Converting Between Linear & Rotational Practice Problems
A cyclone used for roof ventilation has a diameter of 60.0 cm. Suppose the cyclone has a steady angular acceleration of 0.200 rev/s2. At t= 0, the cyclone has an angular velocity of 0.450 rev/s. At t = 0.800s, determine the tangential speed of a point at the edge of the cyclone.
A sewing machine has a speed of 4600 stitches per minute. A stitch is 2.00 mm, giving a constant linear sewing speed of 9200 mm/min. The sewing machine is performing embroidery on rotating fabric. The pattern of the embroidery is a spiral circle whose radius increases outwards. The inner radius of the pattern is 0.80 cm while the outer radius is 10.0 cm. If the embroidery is completed in 25.0 minutes, determine the average angular acceleration of the fabric for the 25.0-minute period. Take the direction of the angular velocity as the positive direction.

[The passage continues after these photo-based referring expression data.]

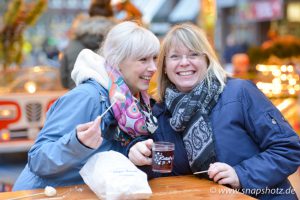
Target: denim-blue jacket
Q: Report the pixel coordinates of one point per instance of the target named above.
(57, 155)
(250, 134)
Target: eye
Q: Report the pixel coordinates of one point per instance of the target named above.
(194, 54)
(174, 56)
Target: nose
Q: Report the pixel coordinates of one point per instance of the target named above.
(152, 66)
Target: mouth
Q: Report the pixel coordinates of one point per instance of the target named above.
(186, 73)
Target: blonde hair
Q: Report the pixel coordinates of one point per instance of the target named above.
(128, 40)
(194, 39)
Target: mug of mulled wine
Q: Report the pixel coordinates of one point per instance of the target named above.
(162, 157)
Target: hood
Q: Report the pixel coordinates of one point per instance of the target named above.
(90, 65)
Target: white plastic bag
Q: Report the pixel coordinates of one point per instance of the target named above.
(113, 176)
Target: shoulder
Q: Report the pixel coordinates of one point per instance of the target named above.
(244, 92)
(238, 89)
(159, 108)
(89, 90)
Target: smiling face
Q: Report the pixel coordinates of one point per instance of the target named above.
(138, 72)
(185, 68)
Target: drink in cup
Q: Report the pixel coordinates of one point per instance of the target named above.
(162, 157)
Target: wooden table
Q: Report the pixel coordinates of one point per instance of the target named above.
(177, 187)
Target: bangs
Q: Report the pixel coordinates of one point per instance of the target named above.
(185, 38)
(142, 45)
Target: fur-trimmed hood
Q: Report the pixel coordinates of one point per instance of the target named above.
(90, 65)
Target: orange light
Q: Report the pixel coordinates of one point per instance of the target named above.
(5, 136)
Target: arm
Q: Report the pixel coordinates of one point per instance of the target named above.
(279, 144)
(57, 148)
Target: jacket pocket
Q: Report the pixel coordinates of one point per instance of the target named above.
(278, 123)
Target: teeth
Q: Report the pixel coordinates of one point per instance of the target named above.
(185, 73)
(146, 77)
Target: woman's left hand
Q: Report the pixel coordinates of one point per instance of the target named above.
(223, 173)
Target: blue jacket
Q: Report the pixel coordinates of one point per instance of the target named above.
(250, 134)
(57, 155)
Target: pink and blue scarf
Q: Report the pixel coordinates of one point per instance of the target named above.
(134, 117)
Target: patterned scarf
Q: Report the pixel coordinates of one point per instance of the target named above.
(134, 117)
(190, 117)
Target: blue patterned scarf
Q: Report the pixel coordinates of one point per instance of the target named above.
(190, 117)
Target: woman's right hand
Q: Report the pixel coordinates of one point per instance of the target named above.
(140, 152)
(89, 133)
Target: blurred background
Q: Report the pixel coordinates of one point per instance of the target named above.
(255, 39)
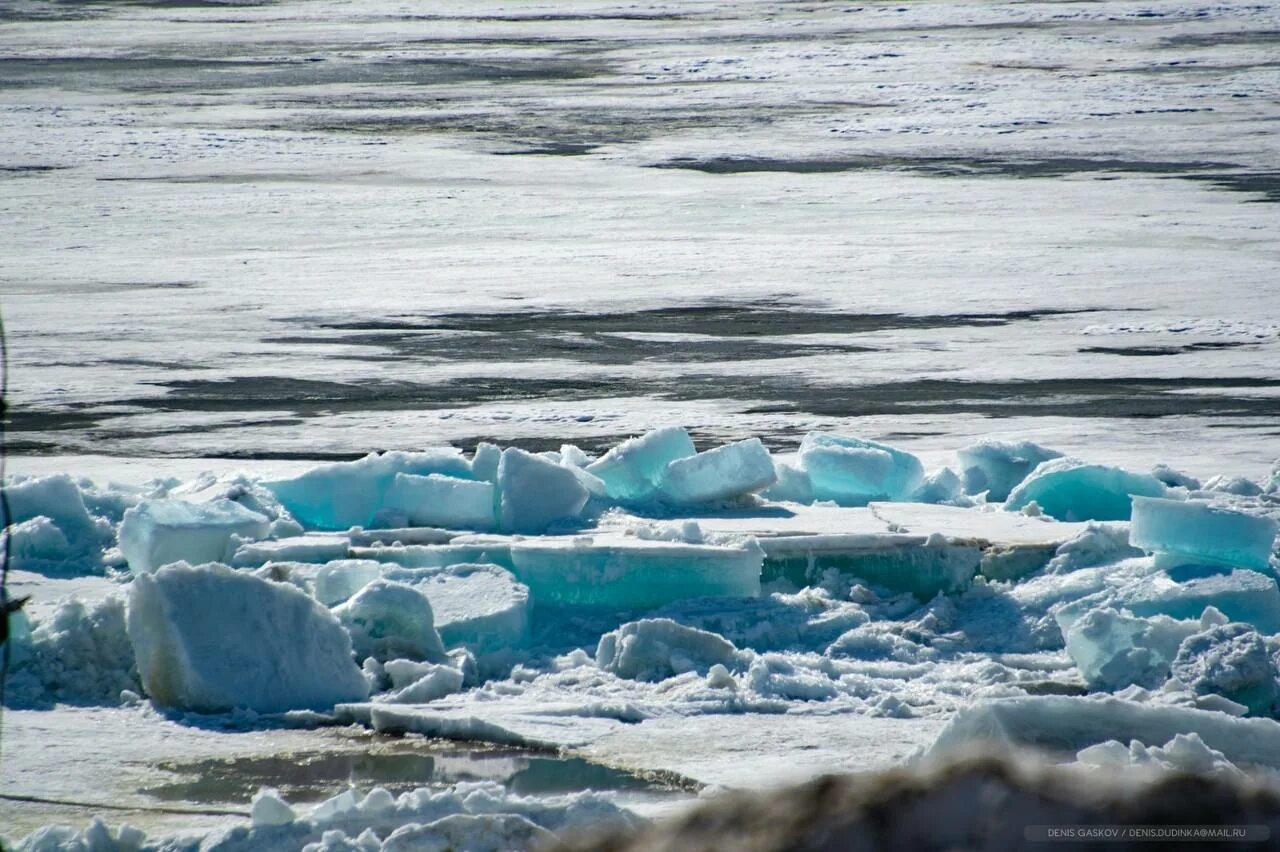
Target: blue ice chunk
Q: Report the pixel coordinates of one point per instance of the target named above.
(478, 605)
(997, 467)
(634, 470)
(156, 532)
(447, 502)
(1232, 660)
(305, 549)
(616, 572)
(720, 473)
(536, 493)
(1069, 489)
(350, 494)
(851, 471)
(1114, 650)
(792, 485)
(388, 621)
(656, 649)
(1200, 532)
(1242, 595)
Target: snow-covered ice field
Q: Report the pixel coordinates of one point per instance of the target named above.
(242, 239)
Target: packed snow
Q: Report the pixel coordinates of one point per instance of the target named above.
(1151, 642)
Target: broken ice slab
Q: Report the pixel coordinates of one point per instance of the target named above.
(1200, 532)
(478, 605)
(1069, 489)
(388, 621)
(315, 549)
(156, 532)
(851, 471)
(634, 470)
(361, 537)
(446, 502)
(721, 473)
(469, 549)
(997, 467)
(654, 649)
(1242, 595)
(337, 581)
(351, 494)
(890, 544)
(1114, 650)
(1068, 724)
(611, 569)
(56, 498)
(536, 493)
(210, 639)
(917, 564)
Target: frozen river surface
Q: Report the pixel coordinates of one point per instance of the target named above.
(268, 234)
(311, 229)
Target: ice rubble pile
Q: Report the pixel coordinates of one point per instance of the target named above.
(438, 592)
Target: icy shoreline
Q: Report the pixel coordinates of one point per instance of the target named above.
(832, 610)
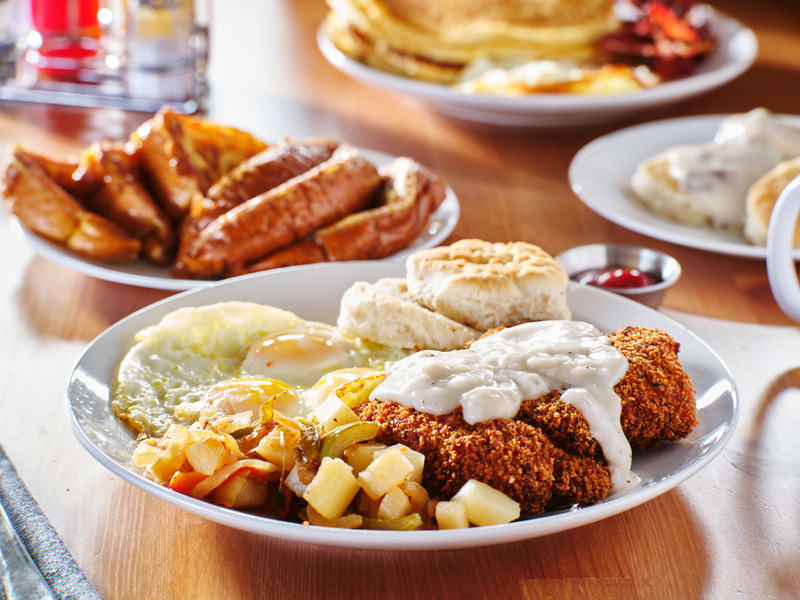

A printing head has a constant linear printing speed of 1.80 m/s. The printing head spins in a circle as it prints a spiral circular pattern on a piece of fabric. The inner radius of the pattern is 22 cm while the outer radius is 145 cm. If the printer takes 42.0 minutes to complete the pattern, what is the length of the printed pattern when stretched in a straight line?
A cogwheel has a diameter of 25.4 cm. Suppose a cogwheel has a steady angular acceleration of 0.320 rev/s2. At t = 0, it has an angular velocity of 0.250 rev/s. Determine the acceleration magnitude of a point at the edge cog of the cogwheel when t = 0.350 s.